# Finitely generated abelian groups

• ehrenfest
In summary, the book states that a quotient group of a finitely generated abelian group by certain components is isomorphic to a product of cyclic groups. The explanation for this statement is not provided, but it can be proven using a surjective homomorphism and the first isomorphism theorem.
ehrenfest
[SOLVED] finitely generated abelian groups

## Homework Statement

My book states that
$$(\mathbb{Z} \times\mathbb{Z} \times\cdots \times \mathbb{Z})/(d_1\mathbb{Z} \times d_2\mathbb{Z} \times \cdots d_s\mathbb{Z} \times {0} \times \cdots \times {0})$$
is isomorphic to
$$\mathbb{Z}_{d_1} \times\cdots \times \mathbb{Z}_{d_s} \times \mathbb{Z} \times\cdots \times \mathbb{Z}$$

with absolutely no explanation of any sort.
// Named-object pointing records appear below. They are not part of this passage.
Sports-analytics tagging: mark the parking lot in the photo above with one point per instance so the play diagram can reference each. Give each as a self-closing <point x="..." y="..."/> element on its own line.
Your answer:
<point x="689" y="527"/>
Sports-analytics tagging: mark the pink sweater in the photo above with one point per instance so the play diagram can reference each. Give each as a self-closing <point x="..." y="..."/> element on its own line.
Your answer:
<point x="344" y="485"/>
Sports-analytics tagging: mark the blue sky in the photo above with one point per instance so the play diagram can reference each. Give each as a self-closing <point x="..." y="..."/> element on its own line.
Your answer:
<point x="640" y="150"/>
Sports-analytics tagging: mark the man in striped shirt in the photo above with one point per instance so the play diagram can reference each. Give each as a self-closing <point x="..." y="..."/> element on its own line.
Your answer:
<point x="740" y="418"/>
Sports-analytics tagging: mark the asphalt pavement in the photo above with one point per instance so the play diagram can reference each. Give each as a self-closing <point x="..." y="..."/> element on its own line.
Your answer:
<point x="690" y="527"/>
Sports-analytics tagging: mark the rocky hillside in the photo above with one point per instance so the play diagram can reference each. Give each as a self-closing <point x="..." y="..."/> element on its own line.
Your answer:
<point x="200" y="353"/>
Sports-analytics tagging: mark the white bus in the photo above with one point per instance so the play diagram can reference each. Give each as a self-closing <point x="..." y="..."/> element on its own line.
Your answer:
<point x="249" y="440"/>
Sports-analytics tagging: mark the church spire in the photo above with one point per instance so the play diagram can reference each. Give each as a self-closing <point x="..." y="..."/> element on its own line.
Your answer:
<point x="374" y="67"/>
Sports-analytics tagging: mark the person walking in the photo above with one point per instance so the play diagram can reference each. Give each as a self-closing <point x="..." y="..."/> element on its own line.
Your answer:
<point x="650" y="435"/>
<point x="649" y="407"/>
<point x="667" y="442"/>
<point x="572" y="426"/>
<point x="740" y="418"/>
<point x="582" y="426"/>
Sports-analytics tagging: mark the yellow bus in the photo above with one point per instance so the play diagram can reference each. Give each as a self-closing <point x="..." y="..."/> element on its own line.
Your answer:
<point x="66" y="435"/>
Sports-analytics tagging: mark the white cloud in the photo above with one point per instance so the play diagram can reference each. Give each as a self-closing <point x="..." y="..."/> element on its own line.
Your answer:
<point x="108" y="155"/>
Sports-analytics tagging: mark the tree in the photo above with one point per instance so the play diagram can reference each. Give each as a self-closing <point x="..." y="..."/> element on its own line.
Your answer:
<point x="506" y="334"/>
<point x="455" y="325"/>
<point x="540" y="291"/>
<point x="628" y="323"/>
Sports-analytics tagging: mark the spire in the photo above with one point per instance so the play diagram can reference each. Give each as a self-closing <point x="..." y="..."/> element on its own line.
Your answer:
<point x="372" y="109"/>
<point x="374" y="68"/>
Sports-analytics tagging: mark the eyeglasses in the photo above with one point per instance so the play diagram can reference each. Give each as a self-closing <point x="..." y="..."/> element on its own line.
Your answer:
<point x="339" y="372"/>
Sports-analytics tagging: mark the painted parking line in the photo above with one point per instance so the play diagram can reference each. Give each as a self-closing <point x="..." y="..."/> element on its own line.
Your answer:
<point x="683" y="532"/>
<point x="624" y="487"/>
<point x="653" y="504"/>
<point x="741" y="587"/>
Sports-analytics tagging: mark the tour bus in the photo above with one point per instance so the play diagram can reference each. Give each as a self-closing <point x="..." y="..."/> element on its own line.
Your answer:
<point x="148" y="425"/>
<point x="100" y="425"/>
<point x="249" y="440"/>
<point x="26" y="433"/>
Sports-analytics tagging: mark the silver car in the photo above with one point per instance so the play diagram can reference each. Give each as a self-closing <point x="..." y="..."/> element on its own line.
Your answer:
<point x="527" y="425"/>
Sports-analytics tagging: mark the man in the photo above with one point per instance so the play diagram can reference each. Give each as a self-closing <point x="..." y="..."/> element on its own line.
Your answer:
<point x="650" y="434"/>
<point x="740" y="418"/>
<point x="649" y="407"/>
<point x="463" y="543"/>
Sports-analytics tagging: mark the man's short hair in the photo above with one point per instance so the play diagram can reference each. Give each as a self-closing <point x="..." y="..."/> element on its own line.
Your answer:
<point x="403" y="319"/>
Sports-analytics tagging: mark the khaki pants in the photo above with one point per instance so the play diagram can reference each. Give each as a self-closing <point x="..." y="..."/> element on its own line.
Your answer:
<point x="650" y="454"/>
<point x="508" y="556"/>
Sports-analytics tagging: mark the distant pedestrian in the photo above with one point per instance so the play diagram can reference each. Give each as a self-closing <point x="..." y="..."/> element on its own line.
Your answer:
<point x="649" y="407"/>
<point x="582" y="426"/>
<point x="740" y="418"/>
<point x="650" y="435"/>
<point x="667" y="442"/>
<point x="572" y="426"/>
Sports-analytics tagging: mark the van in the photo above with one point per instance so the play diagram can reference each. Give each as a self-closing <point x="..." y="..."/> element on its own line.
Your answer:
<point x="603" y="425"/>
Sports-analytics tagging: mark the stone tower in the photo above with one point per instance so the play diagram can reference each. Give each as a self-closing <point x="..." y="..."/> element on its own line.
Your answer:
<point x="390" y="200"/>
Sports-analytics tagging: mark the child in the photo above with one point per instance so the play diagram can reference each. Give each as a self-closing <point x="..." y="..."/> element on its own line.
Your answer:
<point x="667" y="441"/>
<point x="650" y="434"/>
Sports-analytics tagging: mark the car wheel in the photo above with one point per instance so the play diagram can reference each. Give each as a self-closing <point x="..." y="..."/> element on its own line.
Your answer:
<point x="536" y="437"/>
I don't know why this is so obvious to everyone because it is NOT TRUE that you can just mod out things by there components as you can clearly see from the fact that: (Z_4 \times Z_6)/<(2,3)> is not isomorphic to Z_2 \times Z_3.
I have absolutely no idea what thought process went into that statement above and why they think they can just mod things out by there components when that is just wrong.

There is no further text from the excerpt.